Back in the summer of 2001, I decided to leave my corporate job, move back to Virginia, and get a graduate degree in education. Oh, and buy a little fixer-upper to work on during my downtime.  I think it was just a game to me back then, or an ambitious art project.  Either way, I can tell you with great certainty that I did not think I would be plugging away on renovations 11 years later. Or that this pet project would become so dear to me.   Yes, there have been a few set backs along the way, and many periods of stagnation. But I have made huge improvements and am proud of what I achieved. 

This little blog of mine is the perfect place for me to document my progress over the years, and maybe piece together some of my stories and pictures.   And since I just tidied up the guest room, I might as well start there!

When I bought this house, the front bedroom/guest room was the only room that appeared to have been maintained or repaired over the years.  My biggest renovation challenges were refinishing the darkened floor, adding a closet, and repairing a leaky spot in the ceiling (which, sadly, still leaks today). However, the room had decent plaster and no real structural damage that I could see. Best of all, it had a groovy free-standing, turquoise closet.

The floors in the front of the house are composed of 1-1/2 inch oak boards and were in very good shape at the time, so I decided to refinish them myself.  I was driving a Honda Civic hatchback back then and there was no way I could rent and transport an industrial sized floor sander.  So, I used a hand-held orbital sander and just went to town.  It took a couple of days of non-stop sanding –  and dozens of sanding pads- but the results were pretty stellar, if I do say so myself!

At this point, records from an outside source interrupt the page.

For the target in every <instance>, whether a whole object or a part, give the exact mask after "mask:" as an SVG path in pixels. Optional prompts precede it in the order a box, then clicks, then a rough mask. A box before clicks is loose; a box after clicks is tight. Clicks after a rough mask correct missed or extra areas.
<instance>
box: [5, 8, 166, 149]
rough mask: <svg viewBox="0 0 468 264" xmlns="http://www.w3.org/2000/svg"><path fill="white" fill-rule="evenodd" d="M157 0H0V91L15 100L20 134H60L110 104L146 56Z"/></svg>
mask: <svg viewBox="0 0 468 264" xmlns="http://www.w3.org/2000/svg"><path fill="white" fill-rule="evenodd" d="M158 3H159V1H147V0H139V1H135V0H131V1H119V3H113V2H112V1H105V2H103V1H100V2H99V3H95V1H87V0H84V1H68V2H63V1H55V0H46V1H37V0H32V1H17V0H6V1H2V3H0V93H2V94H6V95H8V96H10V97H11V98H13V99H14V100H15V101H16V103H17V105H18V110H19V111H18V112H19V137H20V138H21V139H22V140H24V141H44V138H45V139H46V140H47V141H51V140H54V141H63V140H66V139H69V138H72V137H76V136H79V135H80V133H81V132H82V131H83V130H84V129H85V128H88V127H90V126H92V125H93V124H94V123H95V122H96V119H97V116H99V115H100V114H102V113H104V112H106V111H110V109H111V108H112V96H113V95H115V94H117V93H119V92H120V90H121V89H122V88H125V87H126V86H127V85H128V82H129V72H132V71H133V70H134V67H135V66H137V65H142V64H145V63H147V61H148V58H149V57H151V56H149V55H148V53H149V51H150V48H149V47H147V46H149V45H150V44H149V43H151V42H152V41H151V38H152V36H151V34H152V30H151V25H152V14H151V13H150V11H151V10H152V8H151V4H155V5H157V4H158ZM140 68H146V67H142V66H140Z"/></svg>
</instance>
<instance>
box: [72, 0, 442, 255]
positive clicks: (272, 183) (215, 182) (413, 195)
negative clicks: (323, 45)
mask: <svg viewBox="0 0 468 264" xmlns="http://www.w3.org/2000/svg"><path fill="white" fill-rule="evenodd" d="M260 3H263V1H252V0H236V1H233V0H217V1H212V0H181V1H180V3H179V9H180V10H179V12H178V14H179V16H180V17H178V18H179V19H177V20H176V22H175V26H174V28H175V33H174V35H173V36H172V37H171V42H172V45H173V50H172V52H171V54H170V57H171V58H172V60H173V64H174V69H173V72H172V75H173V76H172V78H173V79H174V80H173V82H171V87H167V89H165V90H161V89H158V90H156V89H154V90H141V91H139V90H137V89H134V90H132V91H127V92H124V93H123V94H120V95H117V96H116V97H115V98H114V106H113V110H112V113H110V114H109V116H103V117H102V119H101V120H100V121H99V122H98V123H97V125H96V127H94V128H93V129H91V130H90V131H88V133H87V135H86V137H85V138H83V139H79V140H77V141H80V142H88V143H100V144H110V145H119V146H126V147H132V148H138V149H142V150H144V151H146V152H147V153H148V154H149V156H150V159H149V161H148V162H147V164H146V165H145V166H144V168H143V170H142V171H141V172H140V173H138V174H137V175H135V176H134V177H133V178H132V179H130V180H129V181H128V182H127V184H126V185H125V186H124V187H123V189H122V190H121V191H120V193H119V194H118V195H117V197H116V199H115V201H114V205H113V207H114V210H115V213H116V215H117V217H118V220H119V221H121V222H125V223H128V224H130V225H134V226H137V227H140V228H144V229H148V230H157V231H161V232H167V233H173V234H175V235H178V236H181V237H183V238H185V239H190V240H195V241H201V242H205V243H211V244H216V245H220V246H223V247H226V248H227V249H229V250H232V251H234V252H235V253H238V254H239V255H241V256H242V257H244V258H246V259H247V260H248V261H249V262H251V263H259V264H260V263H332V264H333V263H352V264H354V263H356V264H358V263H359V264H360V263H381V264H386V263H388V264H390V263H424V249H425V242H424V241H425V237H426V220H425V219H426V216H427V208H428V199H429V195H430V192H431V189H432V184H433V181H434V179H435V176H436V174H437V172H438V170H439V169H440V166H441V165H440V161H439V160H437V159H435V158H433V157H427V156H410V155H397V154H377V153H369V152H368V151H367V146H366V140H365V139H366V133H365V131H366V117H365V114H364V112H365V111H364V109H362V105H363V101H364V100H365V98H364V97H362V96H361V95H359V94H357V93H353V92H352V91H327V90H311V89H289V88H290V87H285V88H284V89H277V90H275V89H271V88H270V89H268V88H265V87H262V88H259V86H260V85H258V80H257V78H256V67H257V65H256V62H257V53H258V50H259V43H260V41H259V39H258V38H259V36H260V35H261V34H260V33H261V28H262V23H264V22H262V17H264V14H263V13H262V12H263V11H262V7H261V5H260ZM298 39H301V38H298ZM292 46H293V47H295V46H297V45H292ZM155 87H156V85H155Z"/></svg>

Next up was tackling the closet situation.  There was only one closet in the entire house, and that was actually the pantry in the make shift kitchen which is now my bedroom.  Don’t worry, it will all make sense over time.

What it did have was a number of non-functioning chimneys.  It appears that the house was originally heated by small wood stoves throughout, with vent pipes cut into the front of the chimneys through large circular holes .  The stoves are now gone, but the chimneys and holes remain.  And as they each cut into the available wall space in 3 of my 4 main rooms, I’ve just had to work around them.

There was no question that the bedroom needed a closet, so I wedged it between the chimney and the front wall.  It had to be deep enough to accommodate hanging clothes which brought it further into the room than the depth of the chimney.  Not one to waste space, I added another small closet in the space in front of the chimney.  The framing was easy enough yet unexpectedly time-consuming.  I wasn’t sure about my framing job, but once the drywall was up I could see my design come together.

Lastly, I had some aesthetic matters to address.  Paint, chair rail, door moulding, and trim around the perimeter of the ceiling (in lieu of crown moulding).  I have to build a few more shelves for the small closet as well as the door. And there is still some baseboard missing along the new wall.  But that’s a project for a later date.

Oh, and drapes sewn by my master seamstress – Mom. Thanks again for all that hand hemming!

Until then, here are the (almost) final results!

And check out the shine on that floor!  Too bad I don’t have anyone to clean it for me.

Again, this was the “easy” room.  Much more to come!